Personal information
- Born: July 11, 1896 Ann Arbor, Michigan, U.S.
- Died: June 4, 1983 (aged 86) Bruce, Michigan, U.S.
- Listed height: 5 ft 9 in (1.75 m)
- Listed weight: 186 lb (84 kg)

Career information
- High school: Detroit (MI) Central
- College: Detroit

Career history
- Detroit Heralds (1920); Detroit Tigers (1921); Royal Oak Merchants (1922);

Career statistics
- Games played: 5
- Games started: 2
- Touchdowns: 2
- Stats at Pro Football Reference

= Eddie Moegle =

American football player (1896–1983)

Edgar Louis Moegle (July 11, 1896 – June 4, 1983) was an American football player. After serving in World War I, he played halfback for the University of Detroit in 1919 and for the Detroit Heralds and Detroit Tigers during the first and second regular seasons of the National Football League (NFL). He scored the first touchdown in the Heralds' first game of the first NFL season.

==Early life==
Moegle was born in Ann Arbor, Michigan, in 1896. During World War I, he served two years in the U.S. Army, enlisting in April 1917 and serving until May 1919.

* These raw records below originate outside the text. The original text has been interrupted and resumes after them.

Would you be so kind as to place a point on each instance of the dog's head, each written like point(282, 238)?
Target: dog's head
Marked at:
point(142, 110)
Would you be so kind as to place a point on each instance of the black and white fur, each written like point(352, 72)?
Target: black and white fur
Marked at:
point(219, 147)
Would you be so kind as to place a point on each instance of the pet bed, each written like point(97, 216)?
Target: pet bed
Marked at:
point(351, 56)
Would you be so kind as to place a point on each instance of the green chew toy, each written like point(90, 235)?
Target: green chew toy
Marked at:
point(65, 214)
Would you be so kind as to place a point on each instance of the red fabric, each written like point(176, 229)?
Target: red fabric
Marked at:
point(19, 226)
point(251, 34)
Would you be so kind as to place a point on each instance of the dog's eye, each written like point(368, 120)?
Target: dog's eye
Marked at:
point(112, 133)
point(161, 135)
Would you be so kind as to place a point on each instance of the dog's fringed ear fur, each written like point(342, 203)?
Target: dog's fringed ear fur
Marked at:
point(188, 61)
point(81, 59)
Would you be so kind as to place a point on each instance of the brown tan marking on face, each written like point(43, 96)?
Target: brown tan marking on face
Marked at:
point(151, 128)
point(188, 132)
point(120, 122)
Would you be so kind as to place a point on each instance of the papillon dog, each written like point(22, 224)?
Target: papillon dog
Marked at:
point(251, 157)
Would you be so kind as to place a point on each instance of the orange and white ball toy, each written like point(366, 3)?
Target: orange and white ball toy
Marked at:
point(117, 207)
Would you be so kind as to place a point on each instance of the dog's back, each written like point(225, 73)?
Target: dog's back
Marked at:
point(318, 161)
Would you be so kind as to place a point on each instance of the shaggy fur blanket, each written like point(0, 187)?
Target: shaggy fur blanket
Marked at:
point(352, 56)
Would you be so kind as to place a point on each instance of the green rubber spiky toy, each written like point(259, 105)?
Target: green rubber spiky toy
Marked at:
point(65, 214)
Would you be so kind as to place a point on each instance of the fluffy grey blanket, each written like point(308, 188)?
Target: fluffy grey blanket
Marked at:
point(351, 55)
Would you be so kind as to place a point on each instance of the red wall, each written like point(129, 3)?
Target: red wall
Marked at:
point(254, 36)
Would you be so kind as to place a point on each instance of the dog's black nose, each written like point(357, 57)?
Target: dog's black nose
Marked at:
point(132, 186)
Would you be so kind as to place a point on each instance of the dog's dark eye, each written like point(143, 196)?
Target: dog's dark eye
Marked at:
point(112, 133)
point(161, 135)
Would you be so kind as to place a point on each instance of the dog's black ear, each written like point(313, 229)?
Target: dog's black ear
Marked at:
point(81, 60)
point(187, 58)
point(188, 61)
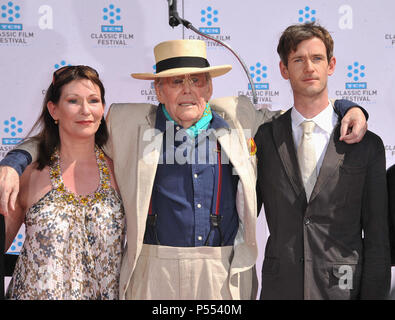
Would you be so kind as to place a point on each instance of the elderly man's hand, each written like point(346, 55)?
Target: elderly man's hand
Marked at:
point(353, 126)
point(9, 188)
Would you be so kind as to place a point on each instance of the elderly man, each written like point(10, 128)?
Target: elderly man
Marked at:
point(187, 179)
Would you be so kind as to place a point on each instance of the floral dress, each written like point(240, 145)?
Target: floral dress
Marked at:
point(73, 245)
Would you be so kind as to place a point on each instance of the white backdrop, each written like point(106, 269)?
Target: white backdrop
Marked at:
point(117, 37)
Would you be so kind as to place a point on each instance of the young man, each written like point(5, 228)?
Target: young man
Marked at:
point(190, 219)
point(325, 201)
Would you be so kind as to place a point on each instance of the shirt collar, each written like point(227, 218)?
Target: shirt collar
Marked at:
point(326, 119)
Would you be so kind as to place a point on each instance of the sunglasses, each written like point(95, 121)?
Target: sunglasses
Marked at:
point(194, 80)
point(84, 69)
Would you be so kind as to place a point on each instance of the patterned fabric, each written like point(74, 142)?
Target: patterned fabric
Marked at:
point(73, 244)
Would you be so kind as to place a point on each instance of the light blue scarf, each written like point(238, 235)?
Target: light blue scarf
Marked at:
point(199, 126)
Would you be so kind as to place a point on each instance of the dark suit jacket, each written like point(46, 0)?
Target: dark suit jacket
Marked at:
point(315, 250)
point(391, 201)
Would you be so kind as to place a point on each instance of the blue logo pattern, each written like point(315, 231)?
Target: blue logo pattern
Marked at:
point(258, 73)
point(13, 128)
point(10, 12)
point(209, 16)
point(306, 15)
point(16, 245)
point(356, 73)
point(111, 15)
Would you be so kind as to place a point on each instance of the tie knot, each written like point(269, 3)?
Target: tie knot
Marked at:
point(308, 126)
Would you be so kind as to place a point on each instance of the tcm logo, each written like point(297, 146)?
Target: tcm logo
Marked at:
point(12, 127)
point(307, 15)
point(209, 17)
point(258, 73)
point(11, 14)
point(111, 16)
point(356, 73)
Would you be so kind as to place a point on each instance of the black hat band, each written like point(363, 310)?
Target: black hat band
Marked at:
point(181, 62)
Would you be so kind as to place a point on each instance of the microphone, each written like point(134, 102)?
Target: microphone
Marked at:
point(174, 18)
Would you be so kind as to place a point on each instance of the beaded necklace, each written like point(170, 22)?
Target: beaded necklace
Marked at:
point(72, 198)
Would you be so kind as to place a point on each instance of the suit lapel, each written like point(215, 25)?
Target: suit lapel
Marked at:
point(150, 143)
point(282, 135)
point(334, 156)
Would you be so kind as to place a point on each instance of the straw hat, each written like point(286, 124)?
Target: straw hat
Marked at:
point(180, 57)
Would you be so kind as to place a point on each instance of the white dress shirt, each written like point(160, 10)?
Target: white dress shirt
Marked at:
point(325, 122)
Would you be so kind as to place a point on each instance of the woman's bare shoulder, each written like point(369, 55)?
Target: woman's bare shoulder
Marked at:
point(34, 185)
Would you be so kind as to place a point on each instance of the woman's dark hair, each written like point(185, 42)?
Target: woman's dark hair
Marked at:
point(48, 136)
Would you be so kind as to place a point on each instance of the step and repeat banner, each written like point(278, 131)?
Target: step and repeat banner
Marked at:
point(117, 37)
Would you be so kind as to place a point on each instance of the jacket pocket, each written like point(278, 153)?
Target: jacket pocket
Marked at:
point(271, 266)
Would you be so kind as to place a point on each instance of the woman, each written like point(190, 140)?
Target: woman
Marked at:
point(68, 199)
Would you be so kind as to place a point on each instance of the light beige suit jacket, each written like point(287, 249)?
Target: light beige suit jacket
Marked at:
point(134, 146)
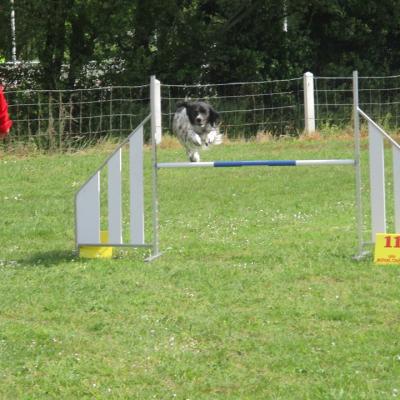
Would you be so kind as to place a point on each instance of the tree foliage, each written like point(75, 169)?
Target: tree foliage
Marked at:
point(183, 41)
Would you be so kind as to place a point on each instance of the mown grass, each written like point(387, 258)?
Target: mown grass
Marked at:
point(256, 296)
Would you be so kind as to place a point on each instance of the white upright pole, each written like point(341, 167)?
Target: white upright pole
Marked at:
point(309, 109)
point(357, 164)
point(155, 106)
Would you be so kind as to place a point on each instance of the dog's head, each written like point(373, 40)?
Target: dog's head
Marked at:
point(200, 113)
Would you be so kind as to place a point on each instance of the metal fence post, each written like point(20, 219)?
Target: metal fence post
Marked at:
point(309, 110)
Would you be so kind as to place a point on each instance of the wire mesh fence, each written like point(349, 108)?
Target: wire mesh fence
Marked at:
point(59, 119)
point(246, 108)
point(64, 119)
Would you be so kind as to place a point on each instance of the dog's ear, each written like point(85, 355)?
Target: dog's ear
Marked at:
point(214, 117)
point(181, 104)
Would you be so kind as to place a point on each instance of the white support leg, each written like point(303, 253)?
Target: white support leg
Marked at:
point(377, 181)
point(396, 188)
point(115, 198)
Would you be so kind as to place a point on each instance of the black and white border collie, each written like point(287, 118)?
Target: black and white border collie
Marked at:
point(196, 126)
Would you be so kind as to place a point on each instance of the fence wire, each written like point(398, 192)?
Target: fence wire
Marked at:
point(64, 119)
point(246, 108)
point(74, 118)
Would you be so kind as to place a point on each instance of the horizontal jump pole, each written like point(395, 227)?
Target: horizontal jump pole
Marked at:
point(256, 163)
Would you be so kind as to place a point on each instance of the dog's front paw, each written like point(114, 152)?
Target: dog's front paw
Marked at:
point(194, 156)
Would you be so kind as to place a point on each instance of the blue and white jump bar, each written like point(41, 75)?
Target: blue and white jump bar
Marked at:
point(255, 163)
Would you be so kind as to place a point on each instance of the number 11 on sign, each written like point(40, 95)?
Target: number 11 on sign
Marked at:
point(387, 248)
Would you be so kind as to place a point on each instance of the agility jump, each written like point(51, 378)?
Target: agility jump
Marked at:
point(87, 200)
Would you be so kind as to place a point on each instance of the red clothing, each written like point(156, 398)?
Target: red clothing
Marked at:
point(5, 121)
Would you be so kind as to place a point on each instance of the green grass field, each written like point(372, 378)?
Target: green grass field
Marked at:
point(256, 296)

Moegle played college football at halfback position for the University of Detroit during the 1919 college football season. He scored the game-winning touchdown in Detroit's 16–13 victory over Georgetown on October 26, 1919.

==Professional football==
In 1920, he played professional football for the Detroit Heralds during the first NFL regular season. The Heralds opened their season with a game against the Cleveland Panthers, played at Navin Field on October 10, 1920. The Heralds won by a 40–14 score, and Moegle, the Heralds' starting right halfback, scored the team's first touchdown.

Later in the 1920 season, Moegle became the head coach, and left halfback, of the Detroit Maroons, a competing professional football team in Detroit. On December 5, 1920, the Maroons and Heralds played for the city championship. With Moegle playing at the left halfback position, the teams played to a 7–7 tie.

During the 1921 NFL season, Moegle played for the Detroit Tigers.

==Family and later years==
At the time of the 1920 U.S. Census in January 1920, Moegle was living in Detroit with his mother, Elizabeth, and was employed as a clerk in the post office.

After retiring from football, Moegle worked as a bank clerk and lived in Royal Oak, Michigan. In his later years, he lived in Armada, Michigan, though he died at Bruce, Michigan, in 1983. He was buried at the Romeo Cemetery in Romeo, Michigan.